Ma chi riceve una punizione eccessiva e ingiusta, difficilmente riacquista o matura la determinazione a cooperare con chi lo ha sanzionato in maniera troppo severa. Forse John Maynard Keynes aveva in mente qualcosa di simile quando si oppose tenacemente all’umiliazione e alle fortissime sanzioni cui il Trattato di Versailles condannò la Germania sconfitta dopo la Prima Guerra Mondiale (Le conseguenze economiche della pace. Adelphi, 2007).

La seconda questione di una certa rilevanza riguarda l’identità del “punitore”. Ci sono situazioni nelle quali le identità sono indistinguibili – nell’esempio della spiaggia, tutti e dieci gli astanti stavano esattamente sullo stesso piano – ma in altri casi le identità e i ruoli sono differenti e allora le norme di secondo grado ci aiutano a gestire l’uso legittimo della punizione. Se un ragazzino si comporta in maniera maleducata davanti a un gruppo di adulti è giusto che venga redarguito? Certamente sì se sono i genitori a farlo, mentre è più strano che sia un altro adulto a prendersi l’incarico. Allo stesso modo nell’ambito di una organizzazione gerarchica è più legittimo ed efficace che sia un “superiore” – insegnante, responsabile, anziano, esperto - a segnalare la violazione che non un pari grado – un compagno, un collega o un giovane, o un inesperto.

Questo ci insegnano le norme restrittive. Norme che troviamo in azione in molti paesi del mondo e in culture di matrice molto differente (“Regulating the Regulation: Norms about Punishment” Trimling, P., e Eriksson Eriksson, K., in Van Lange, P. et al, Reward and Punishment in Social Dilemmas, Oxford University Press 2014).

Imparare a punire è un’attività complicata. Bisogna capire “chi”, “quando” e “quanto”. E per imparare bisogna osservare gli altri che sbagliano o sbagliare noi stessi in prima persona. Ma una società cooperativa è una società in cui tali punizioni sono rare e così sono rare anche le occasioni di apprendimento.
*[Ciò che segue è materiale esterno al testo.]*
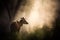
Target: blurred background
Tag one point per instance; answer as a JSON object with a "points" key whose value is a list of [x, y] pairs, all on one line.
{"points": [[43, 17]]}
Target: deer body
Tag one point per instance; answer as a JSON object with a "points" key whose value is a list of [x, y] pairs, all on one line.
{"points": [[16, 26]]}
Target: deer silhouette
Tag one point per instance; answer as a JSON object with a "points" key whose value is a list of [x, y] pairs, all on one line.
{"points": [[16, 26]]}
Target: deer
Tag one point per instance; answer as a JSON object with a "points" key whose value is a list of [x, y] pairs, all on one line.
{"points": [[16, 26]]}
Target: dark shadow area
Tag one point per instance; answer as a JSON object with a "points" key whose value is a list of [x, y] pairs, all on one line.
{"points": [[8, 9]]}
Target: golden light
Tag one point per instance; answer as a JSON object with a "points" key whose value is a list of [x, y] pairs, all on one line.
{"points": [[38, 13]]}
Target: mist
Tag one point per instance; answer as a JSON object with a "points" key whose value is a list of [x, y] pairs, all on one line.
{"points": [[38, 13]]}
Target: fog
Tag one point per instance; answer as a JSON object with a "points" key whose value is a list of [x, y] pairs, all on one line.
{"points": [[37, 13]]}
Paradossalmente, quindi, in una società ben ordinata il rischio di punire male e troppo è maggiore di quello che si verifica in una società poco cooperativa e poco coesa che invece offre maggiori opportunità di apprendimento. Assistiamo così ad una continua e inesausta sfida al mantenimento di un equilibrio dinamico tanto precario e labile quanto necessario.